The American Academy of Pediatrics warns that children between the ages of 8 and 18 average 7½ hours of entertainment media per day, according to a 2010 study by the Henry J. Kaiser Family Foundation. And Rubick added that children younger than 2 should not be using them at all.
They “are not supposed to have any of that stimulation because their brains are still neurologically developing and it can have a detrimental effect on that.”
The total time most school-age kids spend on electronic devices, from cellphones to computer screens, often includes time in the classroom or doing homework. The use of technology in a learning environment has its benefits.
“Remember when we were in school and had to use the Dewey Decimal System to look up things at the library to find stuff? Reports that took us all semester now can be done in a night,” Dr. Rubick said.
In moderation, hand-held devices and video games also can be good for hand-eye coordination, he said.
“But they become such a time dump – they don’t even know how long they’re playing and before you know it, it can be multiple hours. It’s really important for parents to monitor the time. Use an egg timer if you have to.”
Over-use of electronic devices can have a definite down-side, too, he said.
“It can affect a child’s ability to sleep because the constant visual stimulation doesn’t allow the brain to ‘relax’ – to get into a state where it’s ready to sleep.”
That, in turn, can affect attention span and learning ability in school the next day.
Overuse of electronic devices also has been shown to be a factor in childhood obesity.
“Instead of going outside and playing, they’ll sit and do a low-calorie-burning activity, like playing video games and watching TV. And there are a lot of ads (on TV) for unhealthy food that kids will be stimulated to eat.
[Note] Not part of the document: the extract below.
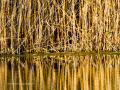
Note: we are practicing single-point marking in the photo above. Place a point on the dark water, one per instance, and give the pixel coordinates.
(66, 72)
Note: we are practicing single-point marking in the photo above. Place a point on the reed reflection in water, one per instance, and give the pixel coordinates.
(101, 72)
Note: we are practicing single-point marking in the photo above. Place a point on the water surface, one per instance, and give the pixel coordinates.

Both adults and kids eat more when we watch TV.”
There also may be a link to behavior problems, he said.
“There’s definitely links to social things which can lead to depression and anxiety,” he said. “Studies show they get into a pleasure state (from dopamine) which provides a source of immediate gratification. In the real world, that doesn’t happen. It takes time to make friends or to succeed at something.”
Kids can develop the inability to make social interactions, he added.
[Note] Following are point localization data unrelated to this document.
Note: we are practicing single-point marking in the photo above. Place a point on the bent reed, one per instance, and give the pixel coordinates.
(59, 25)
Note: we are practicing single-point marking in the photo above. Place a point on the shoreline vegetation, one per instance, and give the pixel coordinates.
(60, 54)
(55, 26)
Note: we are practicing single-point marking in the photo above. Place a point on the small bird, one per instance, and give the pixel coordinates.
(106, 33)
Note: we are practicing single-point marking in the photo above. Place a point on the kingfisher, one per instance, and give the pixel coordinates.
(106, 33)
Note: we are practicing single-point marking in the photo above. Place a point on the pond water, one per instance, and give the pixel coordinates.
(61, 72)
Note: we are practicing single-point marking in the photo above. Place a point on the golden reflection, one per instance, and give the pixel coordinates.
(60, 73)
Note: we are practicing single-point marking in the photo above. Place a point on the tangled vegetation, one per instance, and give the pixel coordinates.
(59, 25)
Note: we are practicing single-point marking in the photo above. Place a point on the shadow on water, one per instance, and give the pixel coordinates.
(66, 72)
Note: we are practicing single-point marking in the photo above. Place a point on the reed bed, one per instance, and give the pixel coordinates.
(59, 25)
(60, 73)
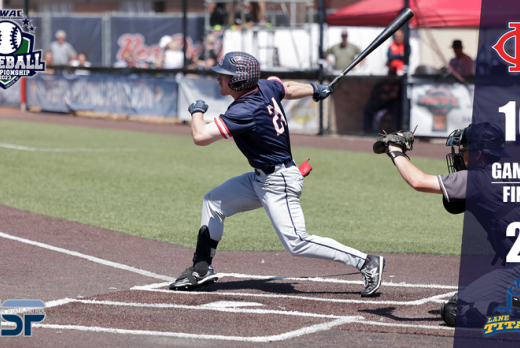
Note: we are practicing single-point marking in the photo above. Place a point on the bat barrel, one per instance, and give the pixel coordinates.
(404, 17)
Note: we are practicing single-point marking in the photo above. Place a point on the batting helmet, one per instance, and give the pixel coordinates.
(244, 68)
(485, 137)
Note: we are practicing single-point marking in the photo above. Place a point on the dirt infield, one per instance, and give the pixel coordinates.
(104, 288)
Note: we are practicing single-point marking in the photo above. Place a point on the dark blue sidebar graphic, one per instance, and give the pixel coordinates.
(488, 304)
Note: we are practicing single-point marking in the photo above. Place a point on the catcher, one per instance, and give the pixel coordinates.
(476, 147)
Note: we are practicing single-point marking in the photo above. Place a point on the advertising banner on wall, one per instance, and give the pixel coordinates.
(438, 108)
(130, 95)
(141, 36)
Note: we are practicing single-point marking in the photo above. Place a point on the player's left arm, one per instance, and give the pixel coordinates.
(203, 133)
(415, 177)
(297, 90)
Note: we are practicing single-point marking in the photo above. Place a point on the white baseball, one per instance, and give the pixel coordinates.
(10, 37)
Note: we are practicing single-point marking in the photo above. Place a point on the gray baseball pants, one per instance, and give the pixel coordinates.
(279, 194)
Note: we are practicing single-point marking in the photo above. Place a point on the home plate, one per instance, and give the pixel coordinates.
(230, 304)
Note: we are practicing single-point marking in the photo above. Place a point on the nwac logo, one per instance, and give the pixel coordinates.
(499, 47)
“It feeds upon itself. They can become depressed, irritable, angry or withdrawn. A lot of behavior problems can be related to too much screen-time. And though we can’t blame all problems on Johnny watching too much TV, there is some evidence to show that increased screen-time does increase behavior problems.”
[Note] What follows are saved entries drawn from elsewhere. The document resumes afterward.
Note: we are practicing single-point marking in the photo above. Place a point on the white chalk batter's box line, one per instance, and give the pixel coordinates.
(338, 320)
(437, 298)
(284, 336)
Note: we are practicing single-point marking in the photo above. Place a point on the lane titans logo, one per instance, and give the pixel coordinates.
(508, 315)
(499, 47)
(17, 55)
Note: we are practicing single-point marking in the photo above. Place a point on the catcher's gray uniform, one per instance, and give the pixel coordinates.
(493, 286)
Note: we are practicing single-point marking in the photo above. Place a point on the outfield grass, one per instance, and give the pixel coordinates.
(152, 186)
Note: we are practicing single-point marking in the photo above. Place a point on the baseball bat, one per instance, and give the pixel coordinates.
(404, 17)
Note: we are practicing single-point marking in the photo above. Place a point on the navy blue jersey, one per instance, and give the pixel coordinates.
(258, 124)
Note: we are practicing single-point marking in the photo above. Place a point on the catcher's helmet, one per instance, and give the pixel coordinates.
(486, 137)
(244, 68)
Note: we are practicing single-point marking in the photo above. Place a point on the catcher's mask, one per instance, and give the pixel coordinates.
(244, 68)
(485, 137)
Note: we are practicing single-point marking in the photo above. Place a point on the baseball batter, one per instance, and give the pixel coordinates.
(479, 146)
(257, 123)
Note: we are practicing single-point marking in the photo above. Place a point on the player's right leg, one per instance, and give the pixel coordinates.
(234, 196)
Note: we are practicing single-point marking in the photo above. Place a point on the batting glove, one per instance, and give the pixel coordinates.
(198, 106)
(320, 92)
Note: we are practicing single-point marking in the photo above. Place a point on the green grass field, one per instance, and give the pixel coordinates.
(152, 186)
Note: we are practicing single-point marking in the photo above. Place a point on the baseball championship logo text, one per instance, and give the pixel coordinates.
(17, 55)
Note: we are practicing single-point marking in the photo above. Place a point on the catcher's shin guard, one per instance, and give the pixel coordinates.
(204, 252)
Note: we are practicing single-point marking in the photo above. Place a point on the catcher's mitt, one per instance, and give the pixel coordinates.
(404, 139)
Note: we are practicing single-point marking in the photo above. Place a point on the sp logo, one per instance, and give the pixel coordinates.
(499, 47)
The problem often becomes worse as children age.
“I do see, especially in teen-agers, that their phone has become like a secondary organ,” Rubick said. “When they get up on the table for an exam, they bring the phone with them. They seem to feel like if a friend texts them they have to text them back right now.
“There is definitely a conditioned response for kids to be interacting through their devices all the time.”
Kids don’t call a friend and talk on the phone any more, he has noticed. They text.
“It’s a replacement for reality,” he said, “and kids today are not experiencing life as we have known it to this point.”
Because there is not as much real-life interaction, he said, today’s youth have “a hard time recognizing body language. They’re not developing those subconscious but essential human skills they will need in real life.”
In his practice, he urges parents to arrange these real-life interactions with their children through play, sports or clubs.
“And in the process, they also learn other skills, such as sportsmanship,” he said. In these real-life interactions, children learn to deal with losing a game or not being the best at something. They come out of isolation and get a better idea of what the real world is about, he added.
Parenting has changed over the years, he said, “but kids still need structured boundaries. We know that kids do better with well-structured boundaries.”
So by limiting their time on electronic devices, “we’re doing them a favor,” he said. “They don’t understand it now, but they’ll appreciate it in the future.”
Though he doesn’t label their dependence upon their devices an addiction, he does think that withdrawal from them should be done in stages.
Start with how much time a child is spending on devices, then cut it back gradually, he suggested.
“Believe me, it’ll be easier on both the kids and the parents. So gradual withdrawal is the best way to do it.”